Background: The number and volume of abnormalities on baseline brain magnetic resonance images in patients with initial findings suggestive of multiple sclerosis are known to predict outcome in terms of disability. However, no long-term data exist on specific locations or types of lesions.
Objective: To assess the long-term predictive value of baseline magnetic resonance imaging parameters, including location of lesions and gadolinium-enhancing and hypointense lesions in patients with initial findings suggestive of multiple sclerosis for the occurrence of clinically relevant disability as defined by an Expanded Disability Status Scale score of 3.
Patients: After a median follow-up period of 8.7 years, the medical records of 42 patients were reviewed and assessed for time until patients received an Expanded Disability Status Scale score of 3. Magnetic resonance imaging parameters were dichotomized according to maximum accuracy and then used to calculate hazard ratios using the Cox model for proportional hazard ratios.

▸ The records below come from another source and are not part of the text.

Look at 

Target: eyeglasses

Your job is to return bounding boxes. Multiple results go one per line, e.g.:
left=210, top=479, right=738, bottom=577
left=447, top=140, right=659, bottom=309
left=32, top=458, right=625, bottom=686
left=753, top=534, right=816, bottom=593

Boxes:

Results: Conversion to clinically definite multiple sclerosis was observed in 26 patients (62%), of whom 14 (54%) progressed to an Expanded Disability Status Scale score of 3. Two or more infratentorial lesions best predicted long-term disability (hazard ratio, 6.3). Gadolinium-enhancing and hypointense T1-weighted lesions did not show prognostic value.
Conclusion: Infratentorial lesions are related to long-term prognosis for patients with initial findings suggestive of multiple sclerosis and thus may help to identify patients at high risk for earlier occurrence of clinically relevant disability.